Sochi, Russia - One year to go. (AP Photo/Dmitry Lovetsky)
Sochi, Russia - One year to go. (AP Photo/Dmitry Lovetsky)

The Russian Black Sea resort city of Sochi is undergoing a major facelift as the country prepares to host its first Olympics since the boycotted 1980 Summer Games.

The Sochi Winter Olympics, which will begin Feb. 7, 2014, have been called the baby of Russian President Vladimir Putin. He's been personally involved in selecting the Games' mascots and reviewing the program for the opening ceremonies.

Already private investors and the state have spent $38 billion on the Games. Russian Deputy Prime Minister Dmitry Kozak says the total cost for preparing and hosting the Olympics will be over $50 billion, giving Sochi the gold medal for the most expensive Winter Games ever.

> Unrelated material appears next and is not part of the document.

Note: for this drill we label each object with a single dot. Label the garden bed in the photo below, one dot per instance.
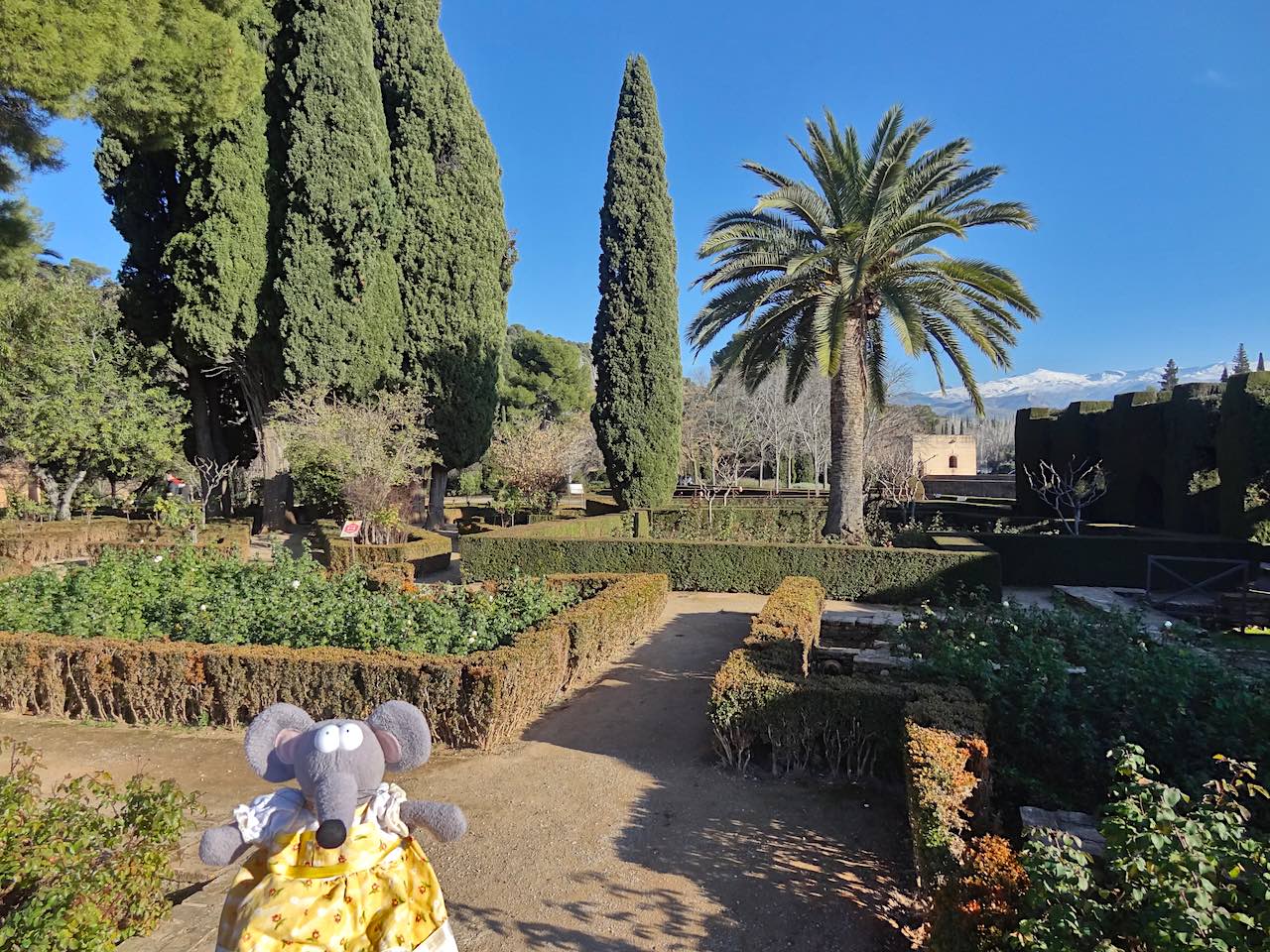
(475, 698)
(621, 543)
(427, 551)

Sochi is located about 1,300 kilometres south of Moscow. The city has palm trees and winter temperatures hovering around 14 C in February.

Putin is hoping to use the Olympics as a way to polish his own international image and that of Russia.

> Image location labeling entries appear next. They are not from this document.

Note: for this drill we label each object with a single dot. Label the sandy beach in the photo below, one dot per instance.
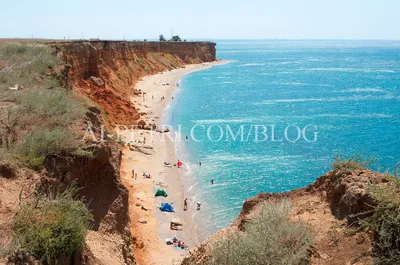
(150, 227)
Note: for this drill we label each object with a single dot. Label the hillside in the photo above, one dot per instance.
(49, 94)
(343, 211)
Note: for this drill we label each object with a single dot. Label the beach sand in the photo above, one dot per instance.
(149, 238)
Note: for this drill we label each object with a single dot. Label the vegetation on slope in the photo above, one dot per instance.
(37, 113)
(51, 225)
(384, 221)
(271, 238)
(352, 163)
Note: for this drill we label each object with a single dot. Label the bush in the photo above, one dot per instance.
(385, 222)
(43, 112)
(272, 238)
(352, 163)
(52, 226)
(39, 143)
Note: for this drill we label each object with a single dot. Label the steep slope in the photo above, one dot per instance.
(329, 206)
(106, 71)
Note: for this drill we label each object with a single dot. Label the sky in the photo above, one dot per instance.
(205, 19)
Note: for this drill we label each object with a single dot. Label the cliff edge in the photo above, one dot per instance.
(106, 71)
(334, 207)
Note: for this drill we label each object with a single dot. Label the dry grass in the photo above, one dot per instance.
(272, 238)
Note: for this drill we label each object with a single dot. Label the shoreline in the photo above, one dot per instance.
(149, 237)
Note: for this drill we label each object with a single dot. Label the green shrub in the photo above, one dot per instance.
(385, 222)
(52, 225)
(39, 143)
(352, 163)
(272, 238)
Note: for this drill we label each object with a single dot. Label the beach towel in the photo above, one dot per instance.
(166, 207)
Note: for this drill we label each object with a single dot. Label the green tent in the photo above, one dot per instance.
(161, 192)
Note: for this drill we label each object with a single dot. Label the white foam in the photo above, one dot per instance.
(344, 69)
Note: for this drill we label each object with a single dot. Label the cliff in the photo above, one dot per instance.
(332, 206)
(106, 71)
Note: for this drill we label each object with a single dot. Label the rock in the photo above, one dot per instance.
(97, 81)
(142, 221)
(94, 109)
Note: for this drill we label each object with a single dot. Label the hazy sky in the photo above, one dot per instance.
(207, 19)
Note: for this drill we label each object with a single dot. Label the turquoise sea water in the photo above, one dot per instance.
(349, 90)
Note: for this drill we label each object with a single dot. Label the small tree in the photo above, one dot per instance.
(271, 238)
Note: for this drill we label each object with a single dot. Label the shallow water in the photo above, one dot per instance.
(349, 90)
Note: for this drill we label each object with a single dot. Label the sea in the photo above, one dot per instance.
(273, 118)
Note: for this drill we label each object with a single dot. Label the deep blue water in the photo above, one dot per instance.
(350, 90)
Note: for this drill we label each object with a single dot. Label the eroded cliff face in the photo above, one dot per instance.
(331, 206)
(106, 71)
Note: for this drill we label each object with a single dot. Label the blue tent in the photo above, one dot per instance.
(166, 207)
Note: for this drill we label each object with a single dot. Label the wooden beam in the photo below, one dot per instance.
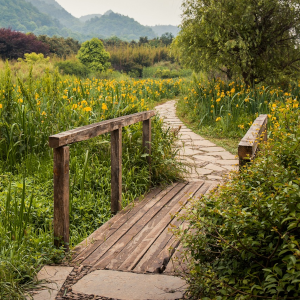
(147, 139)
(248, 146)
(89, 131)
(116, 170)
(61, 197)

But as the CBC's Susan Ormiston recently discovered, not all Russians favour hosting the Games. Many of Sochi's 400,000 citizens are frustrated about living in a muddy, torn-up city.

"Nobody asked if we wanted this Olympic or not," the CBC reported local resident Natalya Kalinovskaya telling a community meeting attended by Sochi Mayor Anatoly Pakhomov.

"Sorry to sound rude, but we've been forced to host it. Like you see yourself, when they build roads first, and then dig them up to put in sewage and gas pipes, when everything is done in a rush, it's bad."

Vladimir Milov, an economist and leader of the Democratic Choice, an opposition party in Moscow, said Putin is trying to paint over any cracks of dissent appearing before the Games.

"Putin wants to create an image of Russia for the international community that there are no problems, only a few people are complaining, we are developing and it is prosperous," Milov said. "It's just a facade."

There have been accusations of corruption in Games' construction and environmental assessments being avoided by contractors. Activists say any Olympic criticism in the Russian press is censored by the Kremlin.

The construction has placed 2,000 Sochi and area homeowners. Some of the families still haven't settled their claims for compensation.

Still the work continues. Officials say 70 per cent of the venues are nearly finished. Over 20,000 new hotel rooms are being built and 20,000 spectators an hour will ride a new 48-kilometre road-rail corridor into the Caucasus mountains above the city.

Dmitry Chernyshenko, the CEO of the Sochi 2014 Olympic Organizing Committee, said the Games will leave a positive legacy.

"It's incredible how in such a short period of time we are changing the environment and infrastructure which was not upgraded since middle of last century," he told the CBC.